- Author
- Sime, J. | Breaux, J. | Canter, D.
- Title
- Human Behavior Patterns in Domestic and Hospital Fires.
- Coporate
- Fire Research Station, Borehamwood, England
- Report
- BRE Occasional Paper 59, May 1994, 104 p.
- Keywords
- residential buildings | hospitals | human behavior | case histories
- Abstract
- These two studies formed part of the work that enabled the University of Surrey to develop a coherent model of human behavior in fire. Extracts from the studies were also reproduced in "Fires and Human Behavior", which Professor David Canter, who led the Fire Research Unit at Surrey, contributed to and edited.
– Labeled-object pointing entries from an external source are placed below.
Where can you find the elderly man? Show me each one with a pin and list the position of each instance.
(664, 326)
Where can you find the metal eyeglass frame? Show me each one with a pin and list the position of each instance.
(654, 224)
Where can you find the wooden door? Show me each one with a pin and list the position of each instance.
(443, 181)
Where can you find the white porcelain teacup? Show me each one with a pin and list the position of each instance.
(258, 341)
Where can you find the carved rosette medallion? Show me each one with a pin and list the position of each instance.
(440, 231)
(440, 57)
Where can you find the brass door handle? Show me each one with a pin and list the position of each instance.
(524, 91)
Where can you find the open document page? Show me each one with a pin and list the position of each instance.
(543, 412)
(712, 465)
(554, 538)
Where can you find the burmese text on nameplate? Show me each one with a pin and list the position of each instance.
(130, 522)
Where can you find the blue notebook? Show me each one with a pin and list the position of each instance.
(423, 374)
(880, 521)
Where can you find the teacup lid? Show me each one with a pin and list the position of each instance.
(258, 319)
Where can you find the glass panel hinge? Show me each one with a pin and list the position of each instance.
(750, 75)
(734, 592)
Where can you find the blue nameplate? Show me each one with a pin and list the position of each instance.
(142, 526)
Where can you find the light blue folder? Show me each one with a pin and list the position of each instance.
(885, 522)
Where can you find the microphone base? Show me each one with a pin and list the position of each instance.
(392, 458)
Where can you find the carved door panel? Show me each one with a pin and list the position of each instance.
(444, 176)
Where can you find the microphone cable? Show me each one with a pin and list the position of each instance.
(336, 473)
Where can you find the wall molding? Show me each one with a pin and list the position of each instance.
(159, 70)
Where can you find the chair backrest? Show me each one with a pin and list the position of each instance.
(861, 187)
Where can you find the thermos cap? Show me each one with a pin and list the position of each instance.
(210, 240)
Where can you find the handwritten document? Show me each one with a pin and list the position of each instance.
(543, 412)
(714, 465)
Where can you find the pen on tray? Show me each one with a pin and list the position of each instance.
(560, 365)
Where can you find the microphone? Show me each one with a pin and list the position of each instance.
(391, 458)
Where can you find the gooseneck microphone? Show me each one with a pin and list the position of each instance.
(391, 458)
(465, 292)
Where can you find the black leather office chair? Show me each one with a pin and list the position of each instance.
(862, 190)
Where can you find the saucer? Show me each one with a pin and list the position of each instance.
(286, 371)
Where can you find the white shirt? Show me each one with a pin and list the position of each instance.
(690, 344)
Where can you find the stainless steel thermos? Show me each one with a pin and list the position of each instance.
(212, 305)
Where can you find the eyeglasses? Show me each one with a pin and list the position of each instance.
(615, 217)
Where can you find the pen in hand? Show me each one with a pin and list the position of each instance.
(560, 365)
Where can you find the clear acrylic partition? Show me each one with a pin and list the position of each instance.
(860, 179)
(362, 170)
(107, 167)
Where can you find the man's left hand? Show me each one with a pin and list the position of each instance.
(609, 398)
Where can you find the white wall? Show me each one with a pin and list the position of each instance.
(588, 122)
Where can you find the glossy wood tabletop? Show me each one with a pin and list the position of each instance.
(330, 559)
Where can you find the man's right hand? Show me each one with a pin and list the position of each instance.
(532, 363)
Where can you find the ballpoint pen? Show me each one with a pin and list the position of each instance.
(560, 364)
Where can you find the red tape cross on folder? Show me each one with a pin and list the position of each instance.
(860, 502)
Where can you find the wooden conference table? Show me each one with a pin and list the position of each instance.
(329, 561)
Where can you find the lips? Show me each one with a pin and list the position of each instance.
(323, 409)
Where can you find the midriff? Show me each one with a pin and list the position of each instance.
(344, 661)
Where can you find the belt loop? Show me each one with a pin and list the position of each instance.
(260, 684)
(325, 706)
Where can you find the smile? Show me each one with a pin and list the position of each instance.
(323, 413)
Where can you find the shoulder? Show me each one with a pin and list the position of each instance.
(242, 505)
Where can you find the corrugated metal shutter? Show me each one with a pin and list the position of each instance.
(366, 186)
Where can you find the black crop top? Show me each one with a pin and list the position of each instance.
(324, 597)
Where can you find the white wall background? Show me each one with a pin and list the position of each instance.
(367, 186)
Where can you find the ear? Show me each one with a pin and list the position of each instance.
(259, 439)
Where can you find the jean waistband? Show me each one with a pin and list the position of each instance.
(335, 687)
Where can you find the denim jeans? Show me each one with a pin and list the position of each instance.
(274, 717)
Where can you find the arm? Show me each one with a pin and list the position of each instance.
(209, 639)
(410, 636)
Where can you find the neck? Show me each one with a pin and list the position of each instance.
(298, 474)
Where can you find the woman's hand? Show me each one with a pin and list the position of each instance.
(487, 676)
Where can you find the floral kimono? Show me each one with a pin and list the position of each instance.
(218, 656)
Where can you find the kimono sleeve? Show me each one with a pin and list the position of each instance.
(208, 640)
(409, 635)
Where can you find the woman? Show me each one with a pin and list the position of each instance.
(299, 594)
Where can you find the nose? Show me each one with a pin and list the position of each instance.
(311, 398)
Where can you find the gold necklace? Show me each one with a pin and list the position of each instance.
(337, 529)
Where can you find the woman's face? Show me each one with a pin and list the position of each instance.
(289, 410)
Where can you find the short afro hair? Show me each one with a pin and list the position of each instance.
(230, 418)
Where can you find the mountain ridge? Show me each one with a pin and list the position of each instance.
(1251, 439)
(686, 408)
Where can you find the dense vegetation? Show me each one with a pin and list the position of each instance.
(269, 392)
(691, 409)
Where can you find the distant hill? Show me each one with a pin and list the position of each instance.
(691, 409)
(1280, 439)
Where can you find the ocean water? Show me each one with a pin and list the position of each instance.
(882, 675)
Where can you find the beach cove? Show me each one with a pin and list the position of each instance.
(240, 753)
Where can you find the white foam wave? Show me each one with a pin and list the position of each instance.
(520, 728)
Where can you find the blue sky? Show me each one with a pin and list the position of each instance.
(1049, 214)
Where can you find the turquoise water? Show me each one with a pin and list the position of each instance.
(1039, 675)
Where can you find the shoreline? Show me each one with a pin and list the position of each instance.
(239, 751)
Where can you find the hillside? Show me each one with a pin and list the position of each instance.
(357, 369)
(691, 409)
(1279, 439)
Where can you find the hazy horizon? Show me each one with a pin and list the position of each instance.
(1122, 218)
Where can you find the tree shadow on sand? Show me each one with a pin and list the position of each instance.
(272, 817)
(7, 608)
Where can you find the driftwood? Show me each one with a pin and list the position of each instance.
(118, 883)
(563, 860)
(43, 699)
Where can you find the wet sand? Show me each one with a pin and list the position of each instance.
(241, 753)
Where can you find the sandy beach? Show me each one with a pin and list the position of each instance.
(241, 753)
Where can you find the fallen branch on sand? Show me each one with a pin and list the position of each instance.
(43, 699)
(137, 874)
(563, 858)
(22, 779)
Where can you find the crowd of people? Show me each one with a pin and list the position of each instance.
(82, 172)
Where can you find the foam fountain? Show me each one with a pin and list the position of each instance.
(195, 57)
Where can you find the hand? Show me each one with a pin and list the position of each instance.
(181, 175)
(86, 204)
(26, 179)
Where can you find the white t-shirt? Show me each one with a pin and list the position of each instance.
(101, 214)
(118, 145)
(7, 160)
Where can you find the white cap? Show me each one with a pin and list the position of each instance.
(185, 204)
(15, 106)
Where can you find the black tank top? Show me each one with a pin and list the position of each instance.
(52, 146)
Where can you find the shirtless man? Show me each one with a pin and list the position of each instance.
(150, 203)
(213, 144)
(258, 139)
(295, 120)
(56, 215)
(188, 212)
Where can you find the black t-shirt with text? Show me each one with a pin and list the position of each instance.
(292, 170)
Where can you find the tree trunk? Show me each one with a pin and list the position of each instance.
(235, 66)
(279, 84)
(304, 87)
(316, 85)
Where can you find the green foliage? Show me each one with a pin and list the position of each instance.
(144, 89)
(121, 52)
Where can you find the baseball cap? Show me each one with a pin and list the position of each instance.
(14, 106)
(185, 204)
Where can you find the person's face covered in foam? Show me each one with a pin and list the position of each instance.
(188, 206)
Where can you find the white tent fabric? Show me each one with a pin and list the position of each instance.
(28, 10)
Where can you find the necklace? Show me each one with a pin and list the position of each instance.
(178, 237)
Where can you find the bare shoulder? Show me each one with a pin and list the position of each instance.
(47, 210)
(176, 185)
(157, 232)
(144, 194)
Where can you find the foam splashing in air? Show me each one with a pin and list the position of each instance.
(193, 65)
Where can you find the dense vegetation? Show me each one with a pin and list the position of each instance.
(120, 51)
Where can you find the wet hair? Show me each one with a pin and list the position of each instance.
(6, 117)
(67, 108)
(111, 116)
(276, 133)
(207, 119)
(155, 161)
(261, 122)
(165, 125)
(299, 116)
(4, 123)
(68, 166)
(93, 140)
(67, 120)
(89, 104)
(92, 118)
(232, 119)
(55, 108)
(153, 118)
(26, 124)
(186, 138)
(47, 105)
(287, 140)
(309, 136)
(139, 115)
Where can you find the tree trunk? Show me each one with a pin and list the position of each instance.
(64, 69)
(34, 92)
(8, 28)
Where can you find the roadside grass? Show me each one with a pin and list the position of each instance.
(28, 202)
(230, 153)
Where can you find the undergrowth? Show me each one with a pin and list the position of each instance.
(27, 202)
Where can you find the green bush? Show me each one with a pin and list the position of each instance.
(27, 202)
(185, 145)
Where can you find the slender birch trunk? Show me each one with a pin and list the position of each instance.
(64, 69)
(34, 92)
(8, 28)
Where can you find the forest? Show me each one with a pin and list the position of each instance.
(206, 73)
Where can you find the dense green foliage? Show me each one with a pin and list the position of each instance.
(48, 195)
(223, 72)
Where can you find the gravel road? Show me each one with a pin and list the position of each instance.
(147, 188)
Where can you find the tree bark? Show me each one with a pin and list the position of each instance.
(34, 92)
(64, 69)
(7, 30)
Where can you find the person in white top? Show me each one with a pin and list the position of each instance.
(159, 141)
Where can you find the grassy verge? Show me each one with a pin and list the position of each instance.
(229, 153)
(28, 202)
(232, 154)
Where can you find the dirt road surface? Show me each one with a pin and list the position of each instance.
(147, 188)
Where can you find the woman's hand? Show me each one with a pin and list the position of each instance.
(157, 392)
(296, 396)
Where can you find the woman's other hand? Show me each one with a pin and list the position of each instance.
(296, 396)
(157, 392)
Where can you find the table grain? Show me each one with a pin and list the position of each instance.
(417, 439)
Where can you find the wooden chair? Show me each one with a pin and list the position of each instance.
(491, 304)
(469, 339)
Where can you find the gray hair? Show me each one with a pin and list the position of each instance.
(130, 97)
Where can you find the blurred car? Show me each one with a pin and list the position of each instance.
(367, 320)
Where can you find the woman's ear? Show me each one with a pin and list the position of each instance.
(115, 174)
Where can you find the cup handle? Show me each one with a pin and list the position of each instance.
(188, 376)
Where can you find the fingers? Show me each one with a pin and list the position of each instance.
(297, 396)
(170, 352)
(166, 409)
Copies of the internal notes were made available to the research community at the time, but the work 'WAS NOT PUBLISHED'. The Fire Risk Unit of the Fire Research Station, in developing its simulation aproach to risk analysis, initially in the context of dwellings, has had occasion to revisit this material in much greater detail to ensure that its modelling of the extremely complex human behavior in dwelling fires will track the circumstances of some of these studies. It is therefore appropriate that BRE should publish the early work so that other research groups can follow this path independently. It has not proved possible to make adequate copies of the illustrations of buildings which appeared in the original reports, but little has been lost by omitting them. Statistics indicate that the majority of deaths and casualties caused by fire in the UK occur in households. It has been noted that, on average, only one fire in 500 in non-domestic buildings involves deaths, compared with one fatality in 80 fires in dwellings. The rate of casualties per thousand fires is comparable in hotels, but the number of fires in dwellings far outnumbers that in other building and occupancy types. Statistics collected in the USA also reflect the high number of casualties in households.